Hall’s morning routine video is, in its way, a more extreme sacrament of this purely cultic religion than Benjamin could have imagined in 1921. In its form and in its content, it is both an enactment and a celebration of the hustle imperative that has in recent years become such a dominant strain of online culture – and therefore of culture more generally.
The other thing it reminded me of – and I’m sure I’m by no means alone in this – is American Psycho, Bret Easton Ellis’s vicious satire of the hyperconsumerist 1980s, in which Patrick Bateman, a blank and supremely narcissistic investment banker, details at great length and in dire comic detail his daily beauty regimen.
But even Bateman had enough slack in his self-care schedule to commit frequent acts of murder, dismemberment and necrophilia. I’m in no way suggesting that Hall might have such inclinations, by the way, only that even if he did he wouldn’t have the time.

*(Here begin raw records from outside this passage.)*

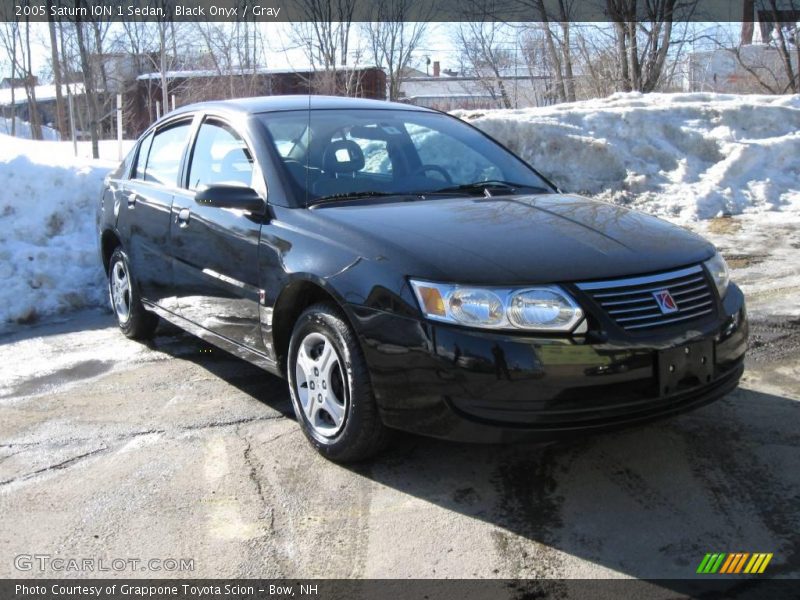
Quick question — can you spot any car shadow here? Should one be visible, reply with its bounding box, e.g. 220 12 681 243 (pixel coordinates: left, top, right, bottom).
354 389 800 579
146 320 295 419
145 326 800 592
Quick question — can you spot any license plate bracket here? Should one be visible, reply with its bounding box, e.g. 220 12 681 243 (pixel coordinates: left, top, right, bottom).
658 340 714 396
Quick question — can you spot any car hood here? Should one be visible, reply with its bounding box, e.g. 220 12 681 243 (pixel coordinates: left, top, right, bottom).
313 194 714 285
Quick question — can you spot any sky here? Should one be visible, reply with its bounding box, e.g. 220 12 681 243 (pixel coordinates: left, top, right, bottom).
7 23 739 82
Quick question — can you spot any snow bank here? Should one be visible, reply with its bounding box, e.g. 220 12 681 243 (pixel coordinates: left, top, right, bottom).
0 117 58 140
455 93 800 220
0 135 115 329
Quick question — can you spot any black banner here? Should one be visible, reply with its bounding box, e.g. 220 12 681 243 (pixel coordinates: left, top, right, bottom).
0 0 772 23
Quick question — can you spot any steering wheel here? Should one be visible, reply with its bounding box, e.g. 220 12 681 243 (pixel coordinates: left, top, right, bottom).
413 165 453 183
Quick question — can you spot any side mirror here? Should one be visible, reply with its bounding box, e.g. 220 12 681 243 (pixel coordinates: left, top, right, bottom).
194 183 264 213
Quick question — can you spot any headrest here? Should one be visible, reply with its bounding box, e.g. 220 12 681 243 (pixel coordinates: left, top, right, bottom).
322 140 364 173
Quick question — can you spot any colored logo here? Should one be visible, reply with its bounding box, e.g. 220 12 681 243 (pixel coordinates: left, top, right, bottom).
697 552 772 575
653 290 678 315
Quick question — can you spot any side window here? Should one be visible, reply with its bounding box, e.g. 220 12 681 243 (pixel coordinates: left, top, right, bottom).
131 133 153 179
351 136 392 175
144 121 191 186
189 120 253 190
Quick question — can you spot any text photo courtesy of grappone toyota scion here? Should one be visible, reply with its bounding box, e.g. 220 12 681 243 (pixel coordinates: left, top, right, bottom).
98 96 748 461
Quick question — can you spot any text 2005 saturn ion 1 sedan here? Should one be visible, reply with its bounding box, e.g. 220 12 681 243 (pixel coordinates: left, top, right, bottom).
98 96 747 461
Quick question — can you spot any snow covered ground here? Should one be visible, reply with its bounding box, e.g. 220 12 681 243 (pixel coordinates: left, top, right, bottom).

The point of the morning routine video – as with all such influencer performances – might at first glance appear to be a kind of lifestyle propaganda: a demonstration of the kind of grindset that is necessary to succeed in a hustle-centric culture, or even (secondarily) an advertisement for Hall’s services as a fitness instructor and/or life coach.
But it feels, to me, like a primarily aesthetic proposition, a celebration of the surface phenomena of such a lifestyle. It’s an example, in this sense, of content for content’s sake.
The video went viral largely for the same reason I’m writing about it: it’s absurd and powerfully funny. But there’s also an unmistakable mood of sadness running beneath it, which I think accounts for much of its strange fascination.
Hall – or, I suppose, the character he plays for his social media followers – pursues his exacting morning routine in total solitude, save for the hands that pass him his breakfast and the protein-rich supper he eats in his luxurious bath, or the disembodied clients he encounters on his computer screen.
It’s as though his reward, for all that meaningless labour of self-perfection, is a supremely aestheticised isolation.